Another thing I see way too often are kids out in public looking like they just came from mud sliding after they took part in a huge food fight. I get it that kids are messy, dirty, and sometime gross little people and that it's impossible to keep them from getting filthy. From birth they're constantly slopping food, dirt, blood, and spit everywhere. But you should probably know after a few minutes of parenthood that you need at least one if not more extra clothes in your diaper bag. At minimum throw a bib on the kid. I know one thing a parent goes through thousands of are baby wipes, paper towels, tissues, and shirt sleeves to keep their kids from looking like slop tarts. (Coined phrase by me and my friend Nate, but you can use it, but only hilariously, please). It's ridiculous how many times you have to wipe your child's face and hands, but again, a necessity of parenthood.
Speaking of diaper bags, they look like this:
They come in thousands of sizes, colors, themes, styles, etc. They can even look like a fashion accessory more so than a bottle, blanket, diaper and baby wipe carrier. EVERY MOTHER NEEDS SOME SORT OF DIAPER BAG. I don't care if you have one kid, or 100 kids. They range in prices and you can use anything, a plastic bag is better than nothing. There are certain things you just have to have on your person at all times when you're a parent. A small list would include but is not limited to diapers, wipes, powder, bottles, formula, food, bibs, extra clothes, extra socks (kids are always losing socks in public, it's like, their thing), changing pad, a blanket, a pacifier, toys, and books. Some things are more necessary than others, but you get the picture.
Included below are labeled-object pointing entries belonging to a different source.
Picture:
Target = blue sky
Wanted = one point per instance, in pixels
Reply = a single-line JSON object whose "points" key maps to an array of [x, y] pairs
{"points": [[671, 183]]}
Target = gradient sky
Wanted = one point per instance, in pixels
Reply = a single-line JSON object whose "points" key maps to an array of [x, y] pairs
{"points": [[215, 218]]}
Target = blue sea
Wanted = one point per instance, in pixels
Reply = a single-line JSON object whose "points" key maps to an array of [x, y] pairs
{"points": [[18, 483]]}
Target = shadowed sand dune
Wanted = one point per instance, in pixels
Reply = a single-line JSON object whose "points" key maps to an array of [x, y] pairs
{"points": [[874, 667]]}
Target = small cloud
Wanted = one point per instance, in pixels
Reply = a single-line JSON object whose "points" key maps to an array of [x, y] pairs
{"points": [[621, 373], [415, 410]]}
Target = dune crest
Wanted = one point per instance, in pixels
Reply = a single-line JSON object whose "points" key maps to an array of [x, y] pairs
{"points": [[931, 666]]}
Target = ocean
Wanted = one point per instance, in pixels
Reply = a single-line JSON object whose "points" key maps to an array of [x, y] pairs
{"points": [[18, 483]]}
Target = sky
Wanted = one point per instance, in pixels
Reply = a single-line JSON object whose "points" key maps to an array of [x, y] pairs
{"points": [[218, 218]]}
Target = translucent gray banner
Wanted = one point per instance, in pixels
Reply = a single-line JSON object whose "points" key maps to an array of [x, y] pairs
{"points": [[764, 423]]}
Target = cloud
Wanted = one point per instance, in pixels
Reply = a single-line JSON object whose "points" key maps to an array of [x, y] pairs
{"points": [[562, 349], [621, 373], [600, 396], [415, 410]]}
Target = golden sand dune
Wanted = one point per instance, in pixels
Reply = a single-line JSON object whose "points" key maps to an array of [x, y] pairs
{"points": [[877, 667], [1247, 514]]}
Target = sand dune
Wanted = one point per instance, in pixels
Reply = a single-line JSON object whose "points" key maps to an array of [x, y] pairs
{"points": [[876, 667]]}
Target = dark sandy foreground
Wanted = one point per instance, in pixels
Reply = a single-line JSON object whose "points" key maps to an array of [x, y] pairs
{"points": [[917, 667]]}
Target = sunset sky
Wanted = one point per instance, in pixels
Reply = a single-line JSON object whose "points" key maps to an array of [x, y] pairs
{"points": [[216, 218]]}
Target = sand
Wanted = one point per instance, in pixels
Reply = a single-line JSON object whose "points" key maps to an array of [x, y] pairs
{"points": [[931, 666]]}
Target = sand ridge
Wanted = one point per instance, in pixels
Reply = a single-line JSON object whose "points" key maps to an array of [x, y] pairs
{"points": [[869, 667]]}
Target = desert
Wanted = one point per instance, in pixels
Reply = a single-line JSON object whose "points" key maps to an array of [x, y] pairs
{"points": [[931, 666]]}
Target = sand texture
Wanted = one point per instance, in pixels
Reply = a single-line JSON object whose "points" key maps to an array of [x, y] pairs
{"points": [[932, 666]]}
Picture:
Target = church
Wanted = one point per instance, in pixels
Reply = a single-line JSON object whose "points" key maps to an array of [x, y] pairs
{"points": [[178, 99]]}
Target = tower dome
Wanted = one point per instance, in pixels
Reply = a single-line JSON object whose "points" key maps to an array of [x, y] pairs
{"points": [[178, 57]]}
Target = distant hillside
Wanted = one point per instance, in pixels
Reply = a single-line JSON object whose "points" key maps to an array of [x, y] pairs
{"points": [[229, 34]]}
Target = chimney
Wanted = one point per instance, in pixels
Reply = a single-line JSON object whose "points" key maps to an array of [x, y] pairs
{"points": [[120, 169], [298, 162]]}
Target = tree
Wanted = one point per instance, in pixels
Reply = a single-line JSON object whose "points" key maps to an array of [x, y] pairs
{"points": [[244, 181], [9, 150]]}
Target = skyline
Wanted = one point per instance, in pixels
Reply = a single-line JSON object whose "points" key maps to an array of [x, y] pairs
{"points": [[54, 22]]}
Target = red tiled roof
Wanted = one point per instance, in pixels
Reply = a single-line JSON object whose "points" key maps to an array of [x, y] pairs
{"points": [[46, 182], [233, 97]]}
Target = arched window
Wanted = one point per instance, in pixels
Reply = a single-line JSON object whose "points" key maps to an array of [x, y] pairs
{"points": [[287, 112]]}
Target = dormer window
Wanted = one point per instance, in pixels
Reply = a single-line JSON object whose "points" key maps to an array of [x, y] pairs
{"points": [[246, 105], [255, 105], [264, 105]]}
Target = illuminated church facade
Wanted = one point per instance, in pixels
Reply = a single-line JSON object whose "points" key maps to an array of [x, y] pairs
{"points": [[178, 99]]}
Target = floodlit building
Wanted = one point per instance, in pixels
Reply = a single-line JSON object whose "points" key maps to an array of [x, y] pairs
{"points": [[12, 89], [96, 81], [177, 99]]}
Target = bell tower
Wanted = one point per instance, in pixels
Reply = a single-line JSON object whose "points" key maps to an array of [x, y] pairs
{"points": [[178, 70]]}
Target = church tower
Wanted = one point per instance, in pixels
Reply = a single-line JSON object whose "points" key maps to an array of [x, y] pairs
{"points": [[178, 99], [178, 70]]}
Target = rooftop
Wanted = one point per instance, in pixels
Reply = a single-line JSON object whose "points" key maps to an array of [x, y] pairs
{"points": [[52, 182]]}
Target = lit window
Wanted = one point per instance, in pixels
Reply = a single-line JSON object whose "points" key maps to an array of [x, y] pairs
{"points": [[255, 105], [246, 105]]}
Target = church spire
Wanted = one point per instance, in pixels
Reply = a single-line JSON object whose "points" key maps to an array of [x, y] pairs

Another thing I can't stand is when I see a parent wearing weather-appropriate clothing and their kid, at any age, is running around in opposite attire. If you're cold, your kid is most definitely cold. Now I know the older your child gets, the more defiant they will likely become, but come on, folks, they're kids. I have had my share of experiences with stubborn children. Another cousin of mine, who is one of my most favorite people in the world, has her own idea of how things should be going, and if your plan doesn't fit her plan, you better figure out how to change her mind, which is near impossible. She will defy you at every turn, but even she can be bribed, er, I mean guided to the appropriate outcome. I know that not everyone has the luxury of money, I myself struggle constantly and don't know how I would ever afford a kid in my current situation. I do know, however, that there is a way to get your kid clothes with out a lot of or without even any money. I frequently visit my local Goodwill stores. Their baby clothes selection is freaking amazing, most of the time. A lot of the stuff I see there is brand new, and I always see coats for all size babies. They're usually between $1-$5. That's not a ton of money, especially if you work or receive assistance. I also know of a lot of places, like Salvation Army or your local city mission that collect donations and distribute them to those who need it. However, if you can afford a pack of cigarettes a day, you can skip a pack for your child, which leads me into my next topic.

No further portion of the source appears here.